Consider the differences between mainstream narrative novels and experimental prose poetry. A reader who wants to simply get carried along with a narrative story created by a string of sentences along the lines, first this happened and then this happened, can gain much pleasure and satisfaction by restricting their reading to Best Seller novels. However for the more adventurous who are willing to work a little harder, other types of literature constructed with various kinds of poetry can provide rich and rewarding experiences of a different kind. An analogous distinction can be made between the types of experiences provided by mainstream films and by films made by directors who are working to create new forms of poetic film grammars; And these would include many films made by the Asian Second New Wave directors.
For viewers interested in sampling some of the films made by directors associated with the Asian Second New Wave, here are a few I would recommend.
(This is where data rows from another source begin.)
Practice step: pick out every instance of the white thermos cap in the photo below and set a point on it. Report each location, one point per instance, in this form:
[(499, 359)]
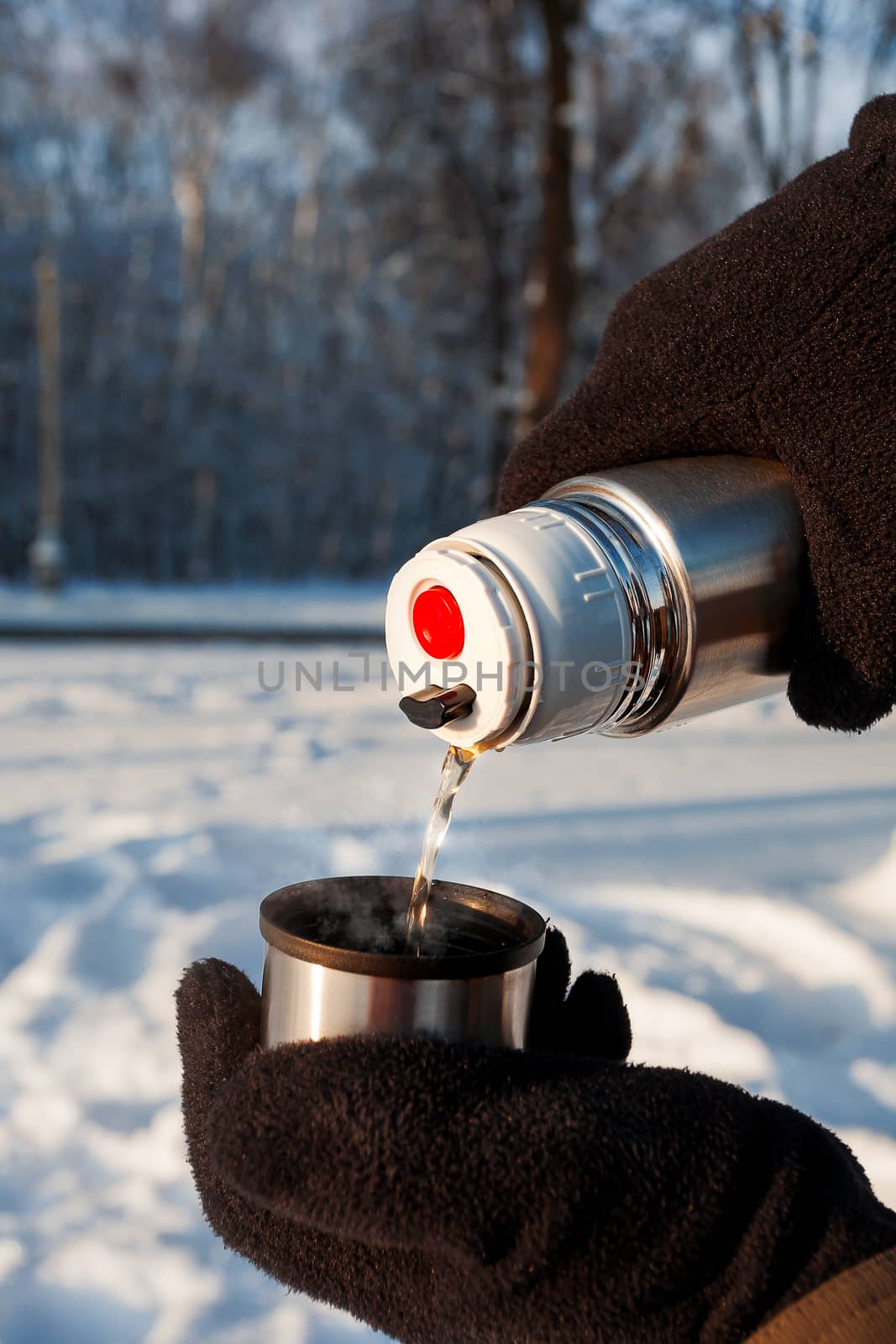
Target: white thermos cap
[(527, 611)]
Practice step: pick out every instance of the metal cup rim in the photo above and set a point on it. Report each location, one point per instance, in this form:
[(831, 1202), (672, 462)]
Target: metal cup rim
[(526, 921)]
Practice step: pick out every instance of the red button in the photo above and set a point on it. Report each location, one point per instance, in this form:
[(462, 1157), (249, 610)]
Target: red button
[(438, 622)]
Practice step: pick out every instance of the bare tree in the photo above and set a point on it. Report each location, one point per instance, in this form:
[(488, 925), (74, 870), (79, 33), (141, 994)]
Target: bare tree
[(553, 281)]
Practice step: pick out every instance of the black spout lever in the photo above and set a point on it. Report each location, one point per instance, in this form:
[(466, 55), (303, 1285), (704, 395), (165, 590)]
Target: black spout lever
[(437, 706)]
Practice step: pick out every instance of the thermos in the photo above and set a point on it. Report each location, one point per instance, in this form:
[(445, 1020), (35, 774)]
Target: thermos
[(617, 604)]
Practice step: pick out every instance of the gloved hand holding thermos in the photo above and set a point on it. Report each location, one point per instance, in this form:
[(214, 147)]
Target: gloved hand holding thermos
[(449, 1193)]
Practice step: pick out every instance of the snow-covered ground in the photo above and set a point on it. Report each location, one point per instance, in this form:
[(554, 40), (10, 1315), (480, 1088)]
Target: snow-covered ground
[(739, 875), (270, 609)]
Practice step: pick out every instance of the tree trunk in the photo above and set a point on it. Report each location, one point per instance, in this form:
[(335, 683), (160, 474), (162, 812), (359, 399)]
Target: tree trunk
[(46, 554), (553, 282)]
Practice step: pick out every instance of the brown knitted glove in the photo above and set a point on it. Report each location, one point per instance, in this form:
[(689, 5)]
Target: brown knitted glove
[(775, 338), (463, 1195)]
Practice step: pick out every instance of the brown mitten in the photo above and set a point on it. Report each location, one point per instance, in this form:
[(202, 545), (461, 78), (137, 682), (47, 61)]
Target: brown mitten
[(775, 338)]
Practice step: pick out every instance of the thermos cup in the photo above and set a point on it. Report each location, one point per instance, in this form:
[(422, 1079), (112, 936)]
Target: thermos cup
[(617, 604), (336, 963)]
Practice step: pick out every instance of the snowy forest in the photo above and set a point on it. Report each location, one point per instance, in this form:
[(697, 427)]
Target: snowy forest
[(281, 282)]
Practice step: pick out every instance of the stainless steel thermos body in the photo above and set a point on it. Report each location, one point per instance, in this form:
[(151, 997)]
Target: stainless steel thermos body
[(617, 604)]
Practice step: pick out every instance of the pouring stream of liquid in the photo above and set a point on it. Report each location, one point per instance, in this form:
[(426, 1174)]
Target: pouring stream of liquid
[(454, 772)]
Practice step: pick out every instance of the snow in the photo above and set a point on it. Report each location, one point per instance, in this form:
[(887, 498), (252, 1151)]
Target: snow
[(738, 874), (280, 611)]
These directors have many different styles and use many different methods to construct their films, but all have in common that they appear to be trying to break out of the confines of traditional Hollywood mainstream films, and exploring new ways of creating films.
Ming-liang Tsai (Malaysia and Taiwan)
I Don’t Want to Sleep Alone (2006)
Goodby Dragon Inn (2003)
What Time is it There (2001)
Joon-ho Bong (South Korea)
The Host (2006)
Chang-dong Lee (South Korea)
Apichatpong Weerasethakul (Thailand)
Tropical Malady (2004)
Uncle Boonme Who Can Recall His Past Lives (2010)
Kar-Wai Wong (Hong Kong)
Chungking Express (1994)
In the Mood for Love (2000)
Sang-soo Hong (South Korea)
The Day He Arrives (2011)
This is not meant to be a comprehensive, or even a representative list of Asian Second New Wave Films; Just a selection of some I have watched that I found personally interesting and would recommend to anyone interested in sampling a few films from this genre.